A relatora do recurso, ministra Nancy Andrighi, destacou que o crédito objeto
de penhora de mão própria terá como resultado sua compensação automática com o
débito em execução. Por isso, de acordo com a ministra, não há como deixar de
incluí-lo em primeiro lugar, tal qual o depósito em dinheiro, na ordem
estabelecida pelo artigo 655 do Código de Processo Civil (CPC), já que ela
segue o critério da liquidez.
Para a ministra relatora, essa forma de garantia do juízo é mais eficaz e
célere, pois se opera automaticamente, dispensando até mesmo a necessidade de
conversão da moeda, o que resulta em economia processual e na duração menor do
processo, além da realização da execução pelo modo menos gravoso para o
devedor.
No caso em análise, um condomínio do Rio de Janeiro queria ver reconhecida a
possibilidade de, como executado, indicar à penhora crédito que possui frente
ao próprio exequente, uma construtora. O juiz não atendeu ao pedido de
nomeação de bens, acolhendo o pedido de penhora da renda do condomínio (leia a
notícia Arrecadação de condomínio pode ser penhorada).

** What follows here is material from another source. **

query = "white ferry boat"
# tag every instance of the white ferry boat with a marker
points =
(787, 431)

O condomínio apelou. O Tribunal de Justiça do Rio de Janeiro (TJRJ) manteve a
penhora sobre a arrecadação do condomínio. O condomínio, então, recorreu ao
STJ, para que fosse reconhecida a possibilidade da penhora de mão própria e
para que fosse considerada incabível a penhora sobre percentual de arrecadação
mensal do condomínio.
A Terceira Turma, apesar de reconhecer a possibilidade de penhora de mão
própria, no caso debatido, negou o pedido, porque os créditos oferecidos à
penhora pelo condomínio executado eram originários de condenação da
construtora ao pagamento de honorários de sucumbência ao condomínio. Portanto,
o condomínio não é o titular dos créditos indicados à penhora.
A ministra Nancy Andrighi concluiu que os honorários pertencem ao advogado da
parte vencedora, sendo que não consta dos autos nenhuma concordância dos
advogados do condomínio no sentido de que seus créditos sejam utilizados para
garantia da execução. Por isso, nesta hipótese, é inviável a utilização dos
créditos apontados como garantia do juízo.